Era pleno junio y yo me acababa de instalar en Madrid.
No conocía a nadie, pero nuestras miradas se cruzaron por casualidad un día en El Retiro y supe, desde el primer segundo, que marcaría un antes y un después en mi vida.
Su pelo castaño caía sobre sus hombros, llegando prácticamente al centro de su espalda. La observaba desde lejos, leía sentada bajo un árbol, y comencé a dibujarla en la lejanía.
Su mirada ausente , el brillo de su pelo..., era ella.
Día tras día, repetíamos el mismo proceso. Ella se sentaba a leer bajo el mismo árbol y yo, en silencio, hacía garabatos intentando dibujarla.
Un día, tardé más de lo esperado en llegar. Al verme, se levantó y se acercó a mí.
-Pensaba que ya no vendrías- dijo ella.
Me quedé petrificada ante su belleza. Y habló el silencio. Acarició mi mentón y me miró fijamente a los ojos. Era casi imposible sostenerle la mirada.
-Voy a llevarte a un lugar-.
Y allá nos fuimos. Un pequeño local escondido en un rincón de la Gran Vía. Tocaban jazz y había un chico muy joven al piano. Nunca imaginé un sitio igual. Había alfombras de inspiración árabe por todo el suelo, cojines, sillas antiguas y hasta una mini-biblioteca.
De pronto alguien gritó y la policía entró con violencia. Entonces caí en la cuenta de que se trataba de un local clandestino y tratamos de huir.
Corrimos durante unos minutos y me llevó a su casa.
Compartía piso con dos chicos y estudiaba Antropología. No sé por qué, lo supuse.
Tomamos algo, hablamos largo y tendido, y de pronto sacó un papel en blanco.
-Escribe lo primero que se te ocurra- musitó.
-"Arte"-.
Alzó la vista y su mirada me paralizó.
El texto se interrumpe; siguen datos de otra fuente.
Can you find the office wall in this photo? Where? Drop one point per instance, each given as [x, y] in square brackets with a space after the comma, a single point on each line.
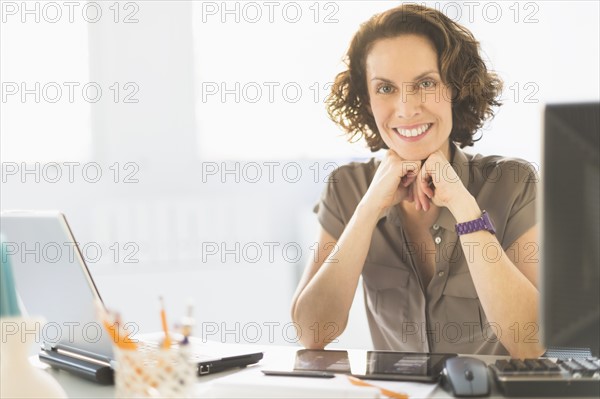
[175, 210]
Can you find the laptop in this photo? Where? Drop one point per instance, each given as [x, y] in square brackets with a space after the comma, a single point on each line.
[53, 281]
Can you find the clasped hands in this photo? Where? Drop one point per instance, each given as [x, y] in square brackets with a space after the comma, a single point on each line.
[432, 180]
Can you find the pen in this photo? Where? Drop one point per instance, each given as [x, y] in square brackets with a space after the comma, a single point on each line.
[187, 323]
[163, 318]
[390, 394]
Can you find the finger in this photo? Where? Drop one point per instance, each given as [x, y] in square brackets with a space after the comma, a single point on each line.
[421, 194]
[427, 182]
[409, 178]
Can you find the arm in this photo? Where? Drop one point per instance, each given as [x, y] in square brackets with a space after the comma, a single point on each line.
[326, 290]
[506, 285]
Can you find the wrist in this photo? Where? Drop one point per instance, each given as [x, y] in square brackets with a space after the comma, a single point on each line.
[466, 209]
[368, 211]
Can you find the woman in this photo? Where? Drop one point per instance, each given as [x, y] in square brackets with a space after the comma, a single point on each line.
[444, 240]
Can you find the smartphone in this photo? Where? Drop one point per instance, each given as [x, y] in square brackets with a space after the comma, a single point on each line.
[314, 374]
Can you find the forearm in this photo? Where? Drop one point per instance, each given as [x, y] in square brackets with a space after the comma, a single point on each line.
[325, 302]
[509, 300]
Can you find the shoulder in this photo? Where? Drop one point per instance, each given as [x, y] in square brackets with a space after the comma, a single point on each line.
[502, 171]
[354, 176]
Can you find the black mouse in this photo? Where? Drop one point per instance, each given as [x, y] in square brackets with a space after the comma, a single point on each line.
[466, 376]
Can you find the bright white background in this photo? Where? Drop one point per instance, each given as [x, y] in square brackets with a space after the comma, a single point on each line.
[198, 157]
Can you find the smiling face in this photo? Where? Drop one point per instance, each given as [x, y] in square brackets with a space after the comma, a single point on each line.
[411, 105]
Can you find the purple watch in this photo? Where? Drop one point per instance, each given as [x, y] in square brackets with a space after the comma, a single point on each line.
[482, 223]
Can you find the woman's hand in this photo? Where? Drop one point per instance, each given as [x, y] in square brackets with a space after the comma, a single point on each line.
[439, 183]
[392, 183]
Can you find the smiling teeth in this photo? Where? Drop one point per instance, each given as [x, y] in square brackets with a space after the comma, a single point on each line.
[414, 132]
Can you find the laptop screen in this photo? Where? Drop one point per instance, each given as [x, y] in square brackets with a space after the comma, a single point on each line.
[53, 282]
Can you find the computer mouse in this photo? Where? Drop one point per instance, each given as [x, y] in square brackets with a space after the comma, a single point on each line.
[466, 376]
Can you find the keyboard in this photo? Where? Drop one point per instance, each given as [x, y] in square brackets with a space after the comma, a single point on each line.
[547, 378]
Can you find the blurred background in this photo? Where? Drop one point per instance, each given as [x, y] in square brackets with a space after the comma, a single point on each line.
[187, 141]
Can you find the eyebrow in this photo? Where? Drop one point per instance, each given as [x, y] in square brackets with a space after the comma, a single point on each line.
[416, 78]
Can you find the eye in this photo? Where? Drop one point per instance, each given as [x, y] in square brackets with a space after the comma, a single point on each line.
[427, 84]
[385, 89]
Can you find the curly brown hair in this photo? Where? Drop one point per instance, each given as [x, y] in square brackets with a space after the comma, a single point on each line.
[474, 88]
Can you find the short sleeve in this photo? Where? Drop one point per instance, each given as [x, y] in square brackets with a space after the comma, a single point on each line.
[328, 210]
[522, 215]
[344, 190]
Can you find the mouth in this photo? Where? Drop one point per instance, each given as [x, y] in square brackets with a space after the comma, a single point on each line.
[415, 132]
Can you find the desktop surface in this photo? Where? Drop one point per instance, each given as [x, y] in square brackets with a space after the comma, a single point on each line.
[252, 383]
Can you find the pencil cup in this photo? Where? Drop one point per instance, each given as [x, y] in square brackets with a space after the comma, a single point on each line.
[154, 372]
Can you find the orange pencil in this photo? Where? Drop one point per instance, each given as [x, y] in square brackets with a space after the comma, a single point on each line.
[119, 336]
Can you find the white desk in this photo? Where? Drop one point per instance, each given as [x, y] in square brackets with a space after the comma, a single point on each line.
[276, 357]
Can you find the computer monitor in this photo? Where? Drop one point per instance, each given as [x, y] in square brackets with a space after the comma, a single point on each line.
[570, 283]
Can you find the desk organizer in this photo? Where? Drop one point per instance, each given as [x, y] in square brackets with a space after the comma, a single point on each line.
[151, 371]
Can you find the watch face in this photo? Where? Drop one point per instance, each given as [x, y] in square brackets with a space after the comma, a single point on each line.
[482, 223]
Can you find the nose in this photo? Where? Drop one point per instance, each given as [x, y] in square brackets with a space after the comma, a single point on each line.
[409, 103]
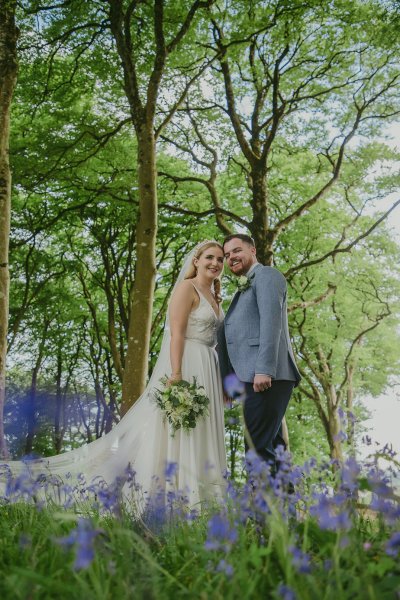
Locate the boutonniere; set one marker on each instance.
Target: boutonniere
(243, 283)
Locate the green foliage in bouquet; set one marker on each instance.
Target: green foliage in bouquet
(183, 403)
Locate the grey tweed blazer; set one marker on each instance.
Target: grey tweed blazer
(254, 336)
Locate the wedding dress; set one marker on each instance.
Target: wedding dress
(143, 439)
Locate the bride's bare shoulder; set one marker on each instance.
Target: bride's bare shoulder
(185, 288)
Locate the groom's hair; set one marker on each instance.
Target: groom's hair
(239, 236)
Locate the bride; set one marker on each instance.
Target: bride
(192, 462)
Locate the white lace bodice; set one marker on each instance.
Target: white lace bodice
(203, 322)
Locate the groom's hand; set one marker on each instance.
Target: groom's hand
(261, 382)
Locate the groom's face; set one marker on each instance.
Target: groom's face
(239, 256)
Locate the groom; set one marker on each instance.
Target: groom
(254, 343)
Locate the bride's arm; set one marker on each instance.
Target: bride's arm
(182, 302)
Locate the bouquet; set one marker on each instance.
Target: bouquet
(183, 403)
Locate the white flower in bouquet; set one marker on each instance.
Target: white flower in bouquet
(182, 403)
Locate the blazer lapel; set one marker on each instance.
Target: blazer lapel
(237, 295)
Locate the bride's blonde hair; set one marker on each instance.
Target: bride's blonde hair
(192, 270)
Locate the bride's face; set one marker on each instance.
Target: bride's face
(210, 262)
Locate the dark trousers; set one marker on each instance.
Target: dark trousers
(263, 414)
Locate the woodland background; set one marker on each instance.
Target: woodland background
(137, 128)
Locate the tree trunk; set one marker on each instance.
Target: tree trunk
(141, 305)
(8, 79)
(333, 434)
(259, 203)
(58, 436)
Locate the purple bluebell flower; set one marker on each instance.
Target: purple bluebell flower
(286, 593)
(367, 440)
(170, 470)
(300, 560)
(221, 535)
(82, 537)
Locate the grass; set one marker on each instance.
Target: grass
(263, 542)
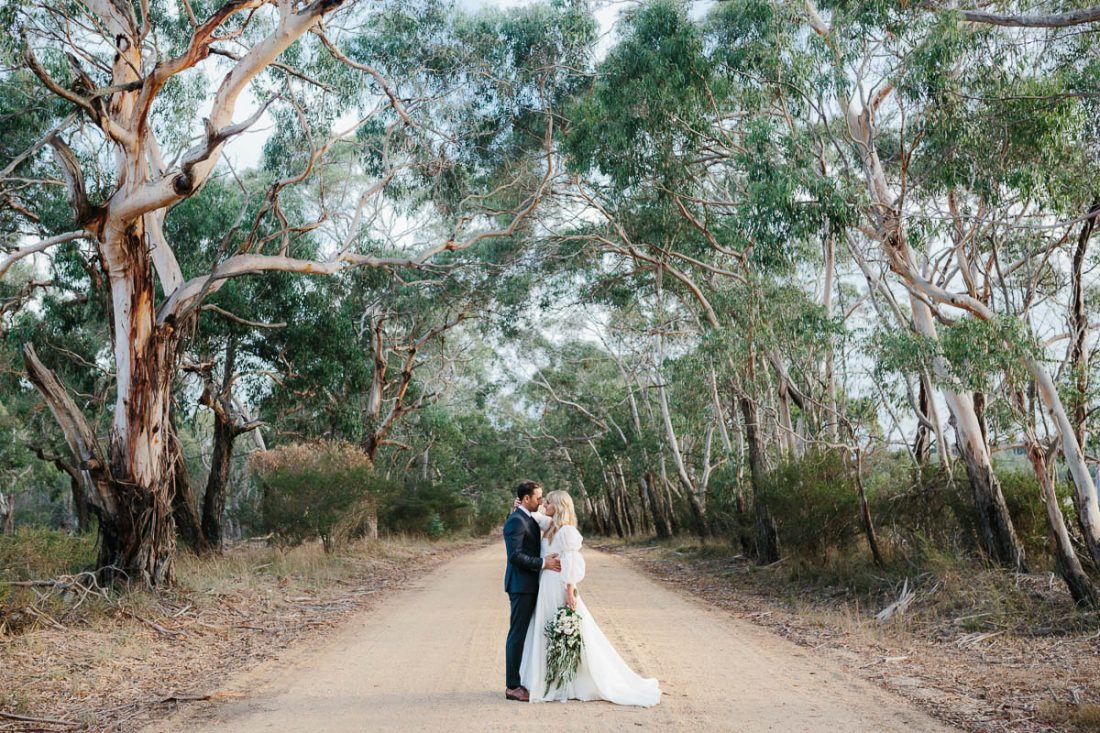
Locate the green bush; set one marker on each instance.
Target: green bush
(1024, 500)
(814, 503)
(491, 511)
(435, 526)
(411, 509)
(325, 490)
(915, 512)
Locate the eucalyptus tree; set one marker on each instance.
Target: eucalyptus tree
(908, 107)
(135, 77)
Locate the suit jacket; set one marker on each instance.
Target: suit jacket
(525, 549)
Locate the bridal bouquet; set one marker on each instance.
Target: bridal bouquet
(563, 647)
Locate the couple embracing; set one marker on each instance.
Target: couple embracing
(545, 568)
Cuando quise darme cuenta, sus labios ya jugaban a interponerse entre mi razón y mi corazón.
Dulce, me tumbó sobre su cama y se subió encima de mí. Se deshizo de su camiseta y el olor de su piel me recordaba a mi infancia en la playa, ese olor a mar...
Me besaba con firmeza y dulzura a la vez. Sus besos cortos y húmedos trazaban un sendero desde mi cuello hasta mi esternón mientras sus dedos, de forma delicada y circular, acariciaban mis pezones, ya erguidos.
Quería más, y ambas lo sabíamos. Arrojé sus pantalones al suelo y mis manos, entrelazadas con su pelo, bajaban hasta acariciar sus pechos.
Completamente desnudas, sentíamos el calor, la humedad. El movimiento de sus caderas pegadas a las mías, como en un hipnótico baile, sus jadeos, los míos, su boca, la mía. El sexo.
Se dejó la dulzura en forma de cicatriz de guerra anclada en mi espalda, la miel en mis labios y sus manos dentro de mí, a un ritmo frenético.
Ni en sueños imaginé algo así.
De pronto su ritmo disminuyó y su boca comenzó a abrirse paso besando mis muslos, lamiéndolos hasta llegar a mi sexo, que la esperaba con impaciencia.
Sentía su lengua jugando conmigo, recorriéndome y mis gemidos quedaban ahogados entre la música.
Casi agotada, me abracé a ella y comencé a morder sus pezones lentamente a la par que mi lengua los rodeaba. Sus manos paseaban por mi espalda hasta que llegué a su ombligo y mi lengua empezó a bajar hasta llegar a su clítoris. Lentamente la saboreaba, disfrutándola, sintiéndola latir, notando sus talones en mi espalda y su mano derecha en mi cabeza marcando el ritmo.
En el último arañazo, el más intenso de todos, supe que no cabía más placer dentro de sí. Y fuimos una.
Rendidas, acabamos derrotadas, con las piernas entrelazadas comenzando una aventura de la que aún, nadie, ha escrito el final.